Ah, but Congress and the president have a whole month to work this out, don't they? Not really. President Obama may be back from his eight-day break on Martha's Vineyard, but Congress doesn't come back from its 35-day summer recess (not to be confused with its long Memorial Day and Fourth of July breaks) until Sept. 9.

That means there are just eight or nine working days to resolve all this — and both sides seem completely dug in and further apart than ever. Treasury Secretary Jack Lew told CNBC this week that he and President Obama won't even negotiate over raising the debt ceiling. And here's where ObamaCare comes into play yet again. Some GOP bomb-throwers are linking a hike in the debt ceiling to a defunding of the health-care law. This actually plays into the hands of the White House. It can say GOP militants are content driving interest rates up and crashing your retirement account just to score political points. Both sides know that no matter what the House GOP does on ObamaCare, the Senate won't go along. But why let reality get in the way of a slick talking point?

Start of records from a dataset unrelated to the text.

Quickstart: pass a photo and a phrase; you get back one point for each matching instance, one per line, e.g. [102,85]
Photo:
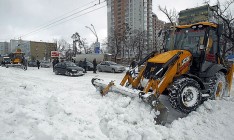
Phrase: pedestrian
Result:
[133,65]
[94,65]
[38,64]
[54,62]
[85,65]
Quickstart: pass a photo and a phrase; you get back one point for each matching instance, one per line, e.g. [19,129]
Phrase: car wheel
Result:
[113,70]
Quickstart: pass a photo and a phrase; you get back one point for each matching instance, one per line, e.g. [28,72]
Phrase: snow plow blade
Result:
[160,111]
[17,66]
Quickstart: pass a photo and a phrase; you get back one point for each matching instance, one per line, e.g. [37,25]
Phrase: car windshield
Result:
[188,39]
[71,64]
[112,63]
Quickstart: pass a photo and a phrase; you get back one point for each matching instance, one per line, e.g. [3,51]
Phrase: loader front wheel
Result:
[185,95]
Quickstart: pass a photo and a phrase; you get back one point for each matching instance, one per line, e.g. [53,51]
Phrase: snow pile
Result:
[38,105]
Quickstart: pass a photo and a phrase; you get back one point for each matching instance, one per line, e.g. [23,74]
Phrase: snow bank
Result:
[38,105]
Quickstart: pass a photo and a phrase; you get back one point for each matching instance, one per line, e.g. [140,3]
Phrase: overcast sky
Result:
[47,20]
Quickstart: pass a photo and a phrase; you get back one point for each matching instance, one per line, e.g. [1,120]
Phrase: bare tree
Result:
[114,44]
[223,14]
[62,44]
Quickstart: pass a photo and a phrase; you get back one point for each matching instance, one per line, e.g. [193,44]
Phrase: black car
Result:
[88,63]
[68,68]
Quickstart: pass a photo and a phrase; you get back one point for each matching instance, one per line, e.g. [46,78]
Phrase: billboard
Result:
[54,54]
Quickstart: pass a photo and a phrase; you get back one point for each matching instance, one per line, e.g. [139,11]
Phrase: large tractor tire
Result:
[185,95]
[218,86]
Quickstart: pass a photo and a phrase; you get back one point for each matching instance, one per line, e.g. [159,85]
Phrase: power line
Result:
[72,18]
[36,28]
[45,26]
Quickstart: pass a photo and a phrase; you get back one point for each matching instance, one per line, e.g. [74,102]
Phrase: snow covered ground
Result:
[38,105]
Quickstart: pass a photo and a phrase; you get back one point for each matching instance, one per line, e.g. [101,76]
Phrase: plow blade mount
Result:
[17,66]
[159,109]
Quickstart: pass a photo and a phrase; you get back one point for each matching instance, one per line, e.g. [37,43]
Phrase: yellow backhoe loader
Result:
[191,71]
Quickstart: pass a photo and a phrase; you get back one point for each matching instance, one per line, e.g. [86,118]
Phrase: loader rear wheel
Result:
[217,86]
[185,95]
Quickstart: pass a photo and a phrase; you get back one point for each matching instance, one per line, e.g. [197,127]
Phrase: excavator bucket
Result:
[161,111]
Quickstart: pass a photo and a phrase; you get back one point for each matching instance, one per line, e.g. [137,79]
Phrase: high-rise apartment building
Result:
[136,14]
[158,26]
[4,48]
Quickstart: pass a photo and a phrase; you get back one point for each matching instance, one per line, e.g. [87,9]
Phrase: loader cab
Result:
[201,39]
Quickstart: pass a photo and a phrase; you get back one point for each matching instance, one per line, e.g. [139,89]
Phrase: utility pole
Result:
[97,44]
[93,31]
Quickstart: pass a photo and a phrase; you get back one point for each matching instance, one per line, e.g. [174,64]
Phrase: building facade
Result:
[4,48]
[134,14]
[34,50]
[197,14]
[41,50]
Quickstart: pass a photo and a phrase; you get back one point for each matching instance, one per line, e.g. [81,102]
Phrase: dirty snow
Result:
[38,105]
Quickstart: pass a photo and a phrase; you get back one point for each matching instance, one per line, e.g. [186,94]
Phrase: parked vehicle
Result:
[68,68]
[32,64]
[45,64]
[110,66]
[89,65]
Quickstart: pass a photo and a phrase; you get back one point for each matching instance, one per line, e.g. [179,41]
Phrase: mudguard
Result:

Finally, this was the summer of our discontent. The number of Americans who say the country is on the wrong track is the highest it has been in a year. President Obama's approval ratings are now at 20-month lows — just 44 percent, says the Real Clear Politics poll average. But if you think that's bad, try being a senator or congressman. They're down to just a 15 percent (clearly friends and family) approval rating, with 77 percent disapproving. Americans are clearly sick of the spin, the excuses, and the finger-pointing peddled by each side.

Paul Brandus is an award-winning member of the White House press corps and the founder of WestWingReports.com.